Optimise staffing, do not just cut it
Staffing optimisation is about the right people in the right roles, not a blunt headcount cut. Calculate revenue per employee and watch its trend. A treatment coordinator who lifts case acceptance, or an additional hygienist whose recall book more than covers their cost, can be margin-positive even though they add to the staff line. With employer NIC now at 15 percent above a 5,000 pound threshold, the cost of each role is higher, so the case for each hire needs to be made on the contribution it generates, not on gut feel.
Common overhead management mistakes
Three errors recur.

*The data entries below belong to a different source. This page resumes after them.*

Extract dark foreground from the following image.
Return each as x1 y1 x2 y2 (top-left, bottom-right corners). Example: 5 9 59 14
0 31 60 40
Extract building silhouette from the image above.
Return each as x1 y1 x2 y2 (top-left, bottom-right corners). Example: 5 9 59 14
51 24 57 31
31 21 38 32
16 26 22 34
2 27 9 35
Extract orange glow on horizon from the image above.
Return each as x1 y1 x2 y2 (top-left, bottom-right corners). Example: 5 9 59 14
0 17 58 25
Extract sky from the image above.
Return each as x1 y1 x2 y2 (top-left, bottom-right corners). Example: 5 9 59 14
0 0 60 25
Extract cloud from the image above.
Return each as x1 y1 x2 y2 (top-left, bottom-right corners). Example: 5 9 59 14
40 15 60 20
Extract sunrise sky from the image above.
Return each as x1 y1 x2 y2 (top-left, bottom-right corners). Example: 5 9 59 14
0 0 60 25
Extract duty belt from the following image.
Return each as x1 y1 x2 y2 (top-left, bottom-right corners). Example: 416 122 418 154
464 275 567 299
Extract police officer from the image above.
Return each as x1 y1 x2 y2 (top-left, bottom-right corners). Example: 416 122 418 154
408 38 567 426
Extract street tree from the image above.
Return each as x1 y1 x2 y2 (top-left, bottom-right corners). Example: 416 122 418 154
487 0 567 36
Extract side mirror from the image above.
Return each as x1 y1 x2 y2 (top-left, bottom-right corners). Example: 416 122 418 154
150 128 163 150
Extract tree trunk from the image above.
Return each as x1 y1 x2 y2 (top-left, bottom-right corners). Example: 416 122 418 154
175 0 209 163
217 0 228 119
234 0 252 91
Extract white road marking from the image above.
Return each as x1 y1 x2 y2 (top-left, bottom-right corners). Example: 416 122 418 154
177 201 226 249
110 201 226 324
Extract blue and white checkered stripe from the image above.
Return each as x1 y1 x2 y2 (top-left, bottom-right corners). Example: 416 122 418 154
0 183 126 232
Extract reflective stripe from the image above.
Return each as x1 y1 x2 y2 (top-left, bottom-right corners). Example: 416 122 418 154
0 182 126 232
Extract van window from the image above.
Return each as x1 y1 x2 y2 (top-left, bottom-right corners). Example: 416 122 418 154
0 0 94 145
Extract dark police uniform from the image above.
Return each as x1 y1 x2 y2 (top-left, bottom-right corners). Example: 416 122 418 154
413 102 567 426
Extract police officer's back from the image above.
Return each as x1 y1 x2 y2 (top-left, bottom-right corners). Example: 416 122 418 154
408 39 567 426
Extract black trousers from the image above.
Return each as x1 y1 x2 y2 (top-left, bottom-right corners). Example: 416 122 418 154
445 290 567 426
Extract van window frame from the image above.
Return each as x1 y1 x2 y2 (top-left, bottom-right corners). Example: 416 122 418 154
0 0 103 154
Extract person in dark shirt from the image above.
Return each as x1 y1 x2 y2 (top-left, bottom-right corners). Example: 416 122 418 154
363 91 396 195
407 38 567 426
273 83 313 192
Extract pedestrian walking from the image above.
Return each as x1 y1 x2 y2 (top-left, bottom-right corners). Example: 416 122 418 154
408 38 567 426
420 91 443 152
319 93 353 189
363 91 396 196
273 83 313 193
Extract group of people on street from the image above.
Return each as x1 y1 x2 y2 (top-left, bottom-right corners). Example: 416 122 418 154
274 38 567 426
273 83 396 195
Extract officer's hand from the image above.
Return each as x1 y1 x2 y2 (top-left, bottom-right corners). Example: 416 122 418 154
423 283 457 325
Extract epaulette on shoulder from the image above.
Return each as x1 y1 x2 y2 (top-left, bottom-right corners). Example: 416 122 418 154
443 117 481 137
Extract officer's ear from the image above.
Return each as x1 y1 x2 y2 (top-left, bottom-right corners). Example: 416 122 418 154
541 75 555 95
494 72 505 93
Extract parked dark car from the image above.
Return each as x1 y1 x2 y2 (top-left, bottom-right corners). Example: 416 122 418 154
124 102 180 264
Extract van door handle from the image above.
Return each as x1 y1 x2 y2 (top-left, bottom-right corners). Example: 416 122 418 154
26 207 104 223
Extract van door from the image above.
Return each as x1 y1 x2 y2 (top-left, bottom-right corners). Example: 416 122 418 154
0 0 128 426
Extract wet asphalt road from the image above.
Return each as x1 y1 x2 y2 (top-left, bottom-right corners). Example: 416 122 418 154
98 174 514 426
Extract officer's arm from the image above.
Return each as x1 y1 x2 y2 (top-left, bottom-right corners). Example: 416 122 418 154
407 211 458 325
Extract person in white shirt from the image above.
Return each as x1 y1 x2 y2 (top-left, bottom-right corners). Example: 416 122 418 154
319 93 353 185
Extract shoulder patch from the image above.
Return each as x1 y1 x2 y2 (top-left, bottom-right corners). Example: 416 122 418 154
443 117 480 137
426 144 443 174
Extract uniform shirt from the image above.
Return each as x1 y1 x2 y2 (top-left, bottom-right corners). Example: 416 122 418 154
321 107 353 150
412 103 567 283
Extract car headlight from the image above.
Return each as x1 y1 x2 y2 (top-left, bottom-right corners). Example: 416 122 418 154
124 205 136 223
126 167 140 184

The first is chasing revenue while ignoring cost: a 10 percent cut in overheads usually drops more to the bottom line than a 10 percent rise in turnover, and it is generally easier to deliver. The second is cutting arbitrarily rather than strategically, for example slashing marketing or deferring equipment maintenance, both of which tend to cost more later than they save now. The third, and most common, is having no monthly financial rhythm at all, so cost creep is only discovered when the annual accounts land and the year is already gone.
Planning for changes in your overhead structure
Your overhead profile is not static. Expansion, a new service line, a significant equipment purchase or a practice acquisition all reshape the ratios, and seasonal dips (a quiet December against unchanged fixed costs) temporarily inflate the percentage. Budget for these movements rather than reacting to them, and model the combined cost base carefully before any acquisition so you understand the merged practice's true overhead, including the VAT-inclusive cost of everything it buys.
The role of professional advice
Controlling overheads is ongoing management, not an annual fire drill. A specialist dental accountant helps you set the right benchmarks, classify costs correctly so your gross and net margins are accurate, build the monthly reporting that catches creep early and structure staff and supplier arrangements tax-efficiently. The right support is advisory, not just compliance: it should help you make data-driven decisions about where your money goes and what you keep.